Member States shall from 2026 for all carbon pool emission and removal estimates falling in areas of high carbon stock land use units referred to in point (c) above, areas of land use units under protection or under restoration referred to in points (d) and (e) above, and areas of land use units under high future climate risks referred to in point (f) above, apply Tier 3 methodology, in accordance with the 2006 IPCC guidelines for national GHG inventories.’.

(1) 1    Applies to Afforested Land and Managed Forest Land only.
(2) 2    Applies to Deforested Land, Managed Cropland, Managed Grassland and Managed Wetlands only.
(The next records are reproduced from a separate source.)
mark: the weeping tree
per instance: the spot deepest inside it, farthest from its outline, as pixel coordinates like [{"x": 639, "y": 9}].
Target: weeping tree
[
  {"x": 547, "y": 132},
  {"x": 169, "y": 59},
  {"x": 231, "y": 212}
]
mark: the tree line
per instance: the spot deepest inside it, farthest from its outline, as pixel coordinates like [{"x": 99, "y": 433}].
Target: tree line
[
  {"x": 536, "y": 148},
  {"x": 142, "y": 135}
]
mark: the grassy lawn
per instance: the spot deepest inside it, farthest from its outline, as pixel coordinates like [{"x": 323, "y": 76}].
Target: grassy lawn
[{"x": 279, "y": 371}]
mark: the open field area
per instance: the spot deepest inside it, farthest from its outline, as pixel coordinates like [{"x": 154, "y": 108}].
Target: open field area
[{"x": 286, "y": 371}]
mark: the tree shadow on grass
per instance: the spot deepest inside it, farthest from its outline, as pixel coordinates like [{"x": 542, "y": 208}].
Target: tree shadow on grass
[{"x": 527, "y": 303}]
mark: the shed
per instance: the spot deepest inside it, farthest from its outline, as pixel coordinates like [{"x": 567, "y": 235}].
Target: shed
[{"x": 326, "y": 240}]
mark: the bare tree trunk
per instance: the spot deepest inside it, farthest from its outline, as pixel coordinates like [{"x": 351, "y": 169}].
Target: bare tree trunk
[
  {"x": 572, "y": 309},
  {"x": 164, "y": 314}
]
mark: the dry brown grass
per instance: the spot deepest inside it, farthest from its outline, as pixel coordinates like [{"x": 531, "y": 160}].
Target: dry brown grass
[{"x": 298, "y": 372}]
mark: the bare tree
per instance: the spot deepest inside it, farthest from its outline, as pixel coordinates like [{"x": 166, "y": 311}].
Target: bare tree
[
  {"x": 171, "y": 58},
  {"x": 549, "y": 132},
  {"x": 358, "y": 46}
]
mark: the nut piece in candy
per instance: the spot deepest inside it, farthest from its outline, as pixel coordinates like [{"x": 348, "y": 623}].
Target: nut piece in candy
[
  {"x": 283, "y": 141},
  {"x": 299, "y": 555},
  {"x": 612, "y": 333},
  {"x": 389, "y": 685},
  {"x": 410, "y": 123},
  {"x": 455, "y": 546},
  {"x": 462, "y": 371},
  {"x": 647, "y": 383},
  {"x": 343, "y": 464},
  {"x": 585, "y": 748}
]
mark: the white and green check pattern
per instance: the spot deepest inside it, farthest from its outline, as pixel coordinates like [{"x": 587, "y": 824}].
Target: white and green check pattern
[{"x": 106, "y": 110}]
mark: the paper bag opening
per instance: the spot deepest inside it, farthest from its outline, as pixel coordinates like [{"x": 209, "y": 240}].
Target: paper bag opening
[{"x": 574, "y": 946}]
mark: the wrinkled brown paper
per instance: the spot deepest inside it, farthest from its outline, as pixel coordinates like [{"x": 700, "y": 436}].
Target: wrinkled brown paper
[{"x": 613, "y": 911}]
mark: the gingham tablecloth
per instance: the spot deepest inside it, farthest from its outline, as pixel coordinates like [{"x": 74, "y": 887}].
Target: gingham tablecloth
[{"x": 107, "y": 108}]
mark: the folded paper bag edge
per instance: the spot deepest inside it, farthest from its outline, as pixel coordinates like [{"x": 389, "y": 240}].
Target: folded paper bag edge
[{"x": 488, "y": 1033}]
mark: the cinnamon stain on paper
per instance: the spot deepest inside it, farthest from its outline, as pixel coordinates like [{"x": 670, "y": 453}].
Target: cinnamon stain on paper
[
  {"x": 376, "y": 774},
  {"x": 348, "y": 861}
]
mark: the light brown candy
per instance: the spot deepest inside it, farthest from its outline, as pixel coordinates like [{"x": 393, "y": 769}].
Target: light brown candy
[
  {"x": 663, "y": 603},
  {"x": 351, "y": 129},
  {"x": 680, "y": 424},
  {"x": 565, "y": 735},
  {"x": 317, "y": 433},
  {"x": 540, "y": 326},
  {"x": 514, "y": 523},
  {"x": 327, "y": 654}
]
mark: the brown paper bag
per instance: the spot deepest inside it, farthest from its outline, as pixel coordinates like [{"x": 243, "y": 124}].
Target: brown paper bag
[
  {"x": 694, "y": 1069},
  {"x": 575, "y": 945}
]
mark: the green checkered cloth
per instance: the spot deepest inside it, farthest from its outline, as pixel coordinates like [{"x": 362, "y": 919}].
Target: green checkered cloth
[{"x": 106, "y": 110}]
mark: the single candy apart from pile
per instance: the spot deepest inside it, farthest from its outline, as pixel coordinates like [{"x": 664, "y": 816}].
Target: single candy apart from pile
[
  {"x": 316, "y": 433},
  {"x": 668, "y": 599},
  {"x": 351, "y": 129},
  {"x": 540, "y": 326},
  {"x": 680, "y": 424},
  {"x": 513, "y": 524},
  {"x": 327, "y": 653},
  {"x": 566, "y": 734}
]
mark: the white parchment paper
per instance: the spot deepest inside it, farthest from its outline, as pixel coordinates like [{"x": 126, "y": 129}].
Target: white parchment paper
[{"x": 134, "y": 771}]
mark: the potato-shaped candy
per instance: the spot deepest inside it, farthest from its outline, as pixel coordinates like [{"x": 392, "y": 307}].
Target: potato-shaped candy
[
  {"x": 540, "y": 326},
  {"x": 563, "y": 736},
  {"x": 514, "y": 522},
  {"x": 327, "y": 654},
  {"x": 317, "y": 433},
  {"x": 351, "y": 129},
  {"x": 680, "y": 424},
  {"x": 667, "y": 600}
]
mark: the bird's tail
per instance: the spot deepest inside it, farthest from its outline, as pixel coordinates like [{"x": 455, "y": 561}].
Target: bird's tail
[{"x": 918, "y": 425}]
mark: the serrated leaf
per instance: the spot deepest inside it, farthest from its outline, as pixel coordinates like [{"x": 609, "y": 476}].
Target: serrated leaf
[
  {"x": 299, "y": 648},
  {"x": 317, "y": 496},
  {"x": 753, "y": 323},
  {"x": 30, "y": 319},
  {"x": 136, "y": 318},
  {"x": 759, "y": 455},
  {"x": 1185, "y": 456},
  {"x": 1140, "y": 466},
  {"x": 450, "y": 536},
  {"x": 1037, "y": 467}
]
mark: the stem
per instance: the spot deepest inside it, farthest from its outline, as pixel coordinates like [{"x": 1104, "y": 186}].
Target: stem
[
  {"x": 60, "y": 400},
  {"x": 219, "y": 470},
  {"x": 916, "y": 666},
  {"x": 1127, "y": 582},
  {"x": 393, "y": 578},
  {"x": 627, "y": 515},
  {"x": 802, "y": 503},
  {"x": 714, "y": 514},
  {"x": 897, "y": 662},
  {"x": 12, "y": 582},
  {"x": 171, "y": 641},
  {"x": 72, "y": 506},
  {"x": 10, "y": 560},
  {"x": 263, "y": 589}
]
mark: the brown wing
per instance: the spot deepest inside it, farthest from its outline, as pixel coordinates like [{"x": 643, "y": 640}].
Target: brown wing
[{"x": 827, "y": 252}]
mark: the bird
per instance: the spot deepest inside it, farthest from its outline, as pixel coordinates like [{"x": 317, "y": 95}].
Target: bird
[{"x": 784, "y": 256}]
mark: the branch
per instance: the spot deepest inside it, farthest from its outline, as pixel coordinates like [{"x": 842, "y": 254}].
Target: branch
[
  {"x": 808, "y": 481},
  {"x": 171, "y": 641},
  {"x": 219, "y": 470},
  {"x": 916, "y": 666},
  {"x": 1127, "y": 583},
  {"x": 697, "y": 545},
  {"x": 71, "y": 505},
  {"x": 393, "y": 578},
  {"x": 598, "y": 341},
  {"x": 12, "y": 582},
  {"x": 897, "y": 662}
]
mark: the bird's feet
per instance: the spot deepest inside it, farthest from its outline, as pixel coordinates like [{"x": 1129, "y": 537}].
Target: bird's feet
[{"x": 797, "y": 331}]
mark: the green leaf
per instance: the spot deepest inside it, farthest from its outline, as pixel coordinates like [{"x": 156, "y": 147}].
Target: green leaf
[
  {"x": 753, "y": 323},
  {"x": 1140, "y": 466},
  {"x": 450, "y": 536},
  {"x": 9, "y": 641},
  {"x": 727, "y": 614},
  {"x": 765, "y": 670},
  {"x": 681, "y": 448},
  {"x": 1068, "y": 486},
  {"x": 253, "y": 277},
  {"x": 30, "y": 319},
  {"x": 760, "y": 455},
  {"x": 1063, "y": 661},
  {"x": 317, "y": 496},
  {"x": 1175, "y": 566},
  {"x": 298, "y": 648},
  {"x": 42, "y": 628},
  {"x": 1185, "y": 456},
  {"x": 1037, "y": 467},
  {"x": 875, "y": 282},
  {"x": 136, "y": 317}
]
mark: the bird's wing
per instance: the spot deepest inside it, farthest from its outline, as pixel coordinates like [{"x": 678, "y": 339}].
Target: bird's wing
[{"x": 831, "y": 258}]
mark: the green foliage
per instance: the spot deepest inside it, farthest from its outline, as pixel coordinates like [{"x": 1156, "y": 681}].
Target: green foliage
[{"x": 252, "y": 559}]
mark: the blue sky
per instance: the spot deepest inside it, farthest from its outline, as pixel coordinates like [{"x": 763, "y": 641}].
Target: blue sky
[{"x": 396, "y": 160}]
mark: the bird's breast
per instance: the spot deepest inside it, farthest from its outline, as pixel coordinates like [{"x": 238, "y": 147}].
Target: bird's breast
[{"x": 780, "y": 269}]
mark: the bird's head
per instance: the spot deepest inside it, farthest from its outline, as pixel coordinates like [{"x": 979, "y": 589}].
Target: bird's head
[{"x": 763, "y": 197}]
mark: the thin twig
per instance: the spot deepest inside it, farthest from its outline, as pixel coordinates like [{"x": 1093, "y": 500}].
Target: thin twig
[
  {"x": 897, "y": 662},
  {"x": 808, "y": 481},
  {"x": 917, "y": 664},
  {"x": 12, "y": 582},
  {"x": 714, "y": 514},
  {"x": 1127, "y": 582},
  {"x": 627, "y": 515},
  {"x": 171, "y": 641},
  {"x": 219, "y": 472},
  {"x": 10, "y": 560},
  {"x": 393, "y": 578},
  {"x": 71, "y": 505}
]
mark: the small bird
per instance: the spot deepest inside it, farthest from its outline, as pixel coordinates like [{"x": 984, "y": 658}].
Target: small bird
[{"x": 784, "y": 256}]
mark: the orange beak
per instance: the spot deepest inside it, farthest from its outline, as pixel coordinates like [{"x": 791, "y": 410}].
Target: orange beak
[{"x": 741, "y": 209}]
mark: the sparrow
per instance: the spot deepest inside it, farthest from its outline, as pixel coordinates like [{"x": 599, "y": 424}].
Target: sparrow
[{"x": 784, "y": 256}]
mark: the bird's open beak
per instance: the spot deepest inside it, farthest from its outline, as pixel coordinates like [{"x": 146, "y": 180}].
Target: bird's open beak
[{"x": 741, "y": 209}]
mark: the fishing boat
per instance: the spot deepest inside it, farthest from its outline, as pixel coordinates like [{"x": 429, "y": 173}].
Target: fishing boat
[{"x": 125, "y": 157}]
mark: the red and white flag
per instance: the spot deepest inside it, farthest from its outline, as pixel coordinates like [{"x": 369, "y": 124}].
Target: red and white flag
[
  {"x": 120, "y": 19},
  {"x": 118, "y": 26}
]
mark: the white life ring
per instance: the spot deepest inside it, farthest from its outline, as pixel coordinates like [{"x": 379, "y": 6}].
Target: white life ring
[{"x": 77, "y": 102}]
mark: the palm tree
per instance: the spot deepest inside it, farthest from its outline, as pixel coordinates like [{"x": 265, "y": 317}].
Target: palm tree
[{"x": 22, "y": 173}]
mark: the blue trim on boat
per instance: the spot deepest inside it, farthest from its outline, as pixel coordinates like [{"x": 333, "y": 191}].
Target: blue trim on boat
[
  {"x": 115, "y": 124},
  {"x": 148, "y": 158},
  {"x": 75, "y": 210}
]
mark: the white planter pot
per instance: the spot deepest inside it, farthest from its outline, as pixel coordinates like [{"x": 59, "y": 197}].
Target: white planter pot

(3)    Council Directive 92/43/EEC of 21 May 1992 on the conservation of natural habitats and of wild fauna and flora (OJ L 206, 22.7.1992, p. 7).
(4)    Directive 2004/35/EC of the European Parliament and of the Council of 21 April 2004 on environmental liability with regard to the prevention and remedying of environmental damage (OJ L 143, 30.4.2004, p. 56).
(5)    Directive 2009/147/EC of the European Parliament and of the Council of 30 November 2009 on the conservation of wild birds (OJ L 20, 26.1.2010, p. 7).
(6)    Directive 2000/60/EC of the European Parliament and of the Council of 23 October 2000 establishing a framework for Community action in the field of water policy (OJ L 327, 22.12.2000, p. 1).
(7)    Directive 2007/60/EC of the European Parliament and of the Council of 23 October 2007 on the assessment and management of flood risks (OJ L 288, 6.11.2007, p. 27).
(8)    Regulation (EU) 2020/852 of the European Parliament of the Council of 18 June 2020 on the establishment of a framework to facilitate sustainable investment, and amending Regulation (EU) 2019/2088 (OJ L 198, 22.6.2020, p. 13).